La transición no es simbólica. Según explicó la propia Bol en declaraciones al canal público neerlandés NOS, su entrenamiento ya es el de una mediofondista. Durante los últimos meses ha acumulado entre 40 y 55 kilómetros semanales, una carga muy superior a la que realizaba como cuatrocentista. Más rodajes, más trabajo aeróbico y una nueva mentalidad táctica definen su día a día.
“Es muy probable que nunca vuelva a correr los 400 metros vallas”, reconoce la neerlandesa, que afronta el cambio sin garantías inmediatas de éxito. Su entrenador, Laurent Meuwly, insiste en la necesidad de paciencia: el salto al mediofondo exige tiempo y adaptación.

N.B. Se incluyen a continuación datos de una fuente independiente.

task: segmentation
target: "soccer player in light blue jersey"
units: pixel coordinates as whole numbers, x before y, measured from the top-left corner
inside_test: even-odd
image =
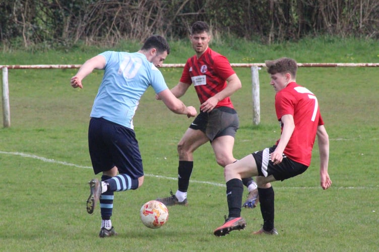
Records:
[[[114,192],[136,190],[144,181],[142,160],[133,130],[133,116],[141,96],[149,86],[174,113],[195,116],[196,109],[186,106],[167,87],[162,66],[170,53],[166,40],[148,38],[134,53],[105,51],[87,60],[71,78],[71,86],[83,88],[82,80],[94,70],[104,76],[94,101],[88,129],[88,145],[94,172],[101,181],[89,182],[87,211],[92,214],[100,201],[102,223],[99,236],[117,234],[110,217]]]

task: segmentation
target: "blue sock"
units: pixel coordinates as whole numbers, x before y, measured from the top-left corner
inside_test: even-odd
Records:
[[[127,190],[134,190],[138,188],[138,179],[132,179],[125,174],[120,174],[112,178],[107,179],[108,191],[119,192]]]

Aun así, Bol parte con un currículum difícilmente igualable. A punto de cumplir 26 años, suma tres medallas olímpicas, once mundiales y doce europeas a nivel absoluto, además de varios récords históricos en los 400 metros. Una trayectoria que le permite asumir riesgos.
La velocidad, su gran seña de identidad, seguirá siendo un arma clave en su nueva distancia. Por ello mantiene el trabajo de fuerza y parte del entrenamiento explosivo, aunque ahora enfocado a resistir el ritmo de los 800 metros y llegar con opciones a la recta final.

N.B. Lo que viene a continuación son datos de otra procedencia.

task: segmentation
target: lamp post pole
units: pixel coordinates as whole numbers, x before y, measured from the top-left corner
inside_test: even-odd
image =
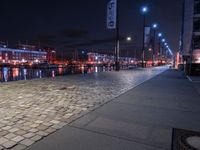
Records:
[[[152,55],[152,66],[154,66],[155,64],[155,51],[156,51],[156,28],[157,28],[157,24],[153,24],[153,31],[154,31],[154,35],[153,35],[153,55]]]
[[[115,47],[115,70],[120,70],[120,62],[119,62],[119,1],[116,2],[117,4],[117,12],[116,12],[116,47]]]
[[[146,26],[146,13],[148,8],[146,6],[142,7],[142,14],[143,14],[143,32],[142,32],[142,68],[145,67],[144,60],[145,60],[145,26]]]
[[[144,39],[145,39],[145,25],[146,25],[146,14],[144,13],[143,14],[143,33],[142,33],[142,67],[144,68],[145,67],[145,65],[144,65],[144,57],[145,57],[145,46],[144,46],[144,44],[145,44],[145,41],[144,41]]]

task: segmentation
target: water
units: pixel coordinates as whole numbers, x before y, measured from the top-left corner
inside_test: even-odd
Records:
[[[111,71],[113,67],[58,67],[53,69],[33,69],[33,68],[0,68],[0,82],[17,80],[30,80],[34,78],[56,77],[69,74],[87,74],[95,72]]]

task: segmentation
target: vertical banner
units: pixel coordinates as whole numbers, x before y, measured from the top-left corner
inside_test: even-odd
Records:
[[[107,28],[116,29],[117,25],[117,0],[110,0],[107,5]]]
[[[151,27],[145,27],[145,32],[144,32],[144,47],[145,47],[145,49],[149,48],[150,40],[151,40]]]

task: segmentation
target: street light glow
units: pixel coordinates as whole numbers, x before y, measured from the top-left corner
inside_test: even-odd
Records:
[[[156,23],[154,23],[153,24],[153,28],[155,29],[155,28],[157,28],[158,27],[158,25],[156,24]]]
[[[131,41],[132,38],[131,38],[130,36],[128,36],[128,37],[126,38],[126,40],[127,40],[127,41]]]
[[[147,8],[146,6],[143,6],[143,7],[142,7],[142,12],[143,12],[143,13],[146,13],[147,11],[148,11],[148,8]]]
[[[162,37],[162,33],[158,33],[158,37]]]
[[[164,42],[165,42],[165,39],[162,39],[162,42],[164,43]]]

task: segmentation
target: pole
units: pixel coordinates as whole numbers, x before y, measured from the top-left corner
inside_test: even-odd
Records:
[[[116,20],[116,47],[115,47],[115,66],[116,71],[120,70],[120,63],[119,63],[119,3],[117,1],[117,20]]]
[[[145,34],[145,24],[146,24],[146,16],[143,14],[143,34],[142,34],[142,68],[144,68],[144,52],[145,52],[145,47],[144,47],[144,34]]]
[[[154,29],[154,35],[153,35],[153,57],[152,57],[152,65],[154,66],[155,62],[155,50],[156,50],[156,29]]]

El debut en la nueva distancia podría producirse este invierno en pista cubierta, posiblemente entre febrero y marzo. Eso sí, el Mundial indoor de Torun 2026 queda descartado para los 800 metros, aunque Bol no descarta participar en el relevo 4×400 con Países Bajos.
Con la mirada puesta en Los Ángeles 2028, Femke Bol se lanza al mayor desafío de su carrera: reinventarse cuando ya lo había ganado casi todo.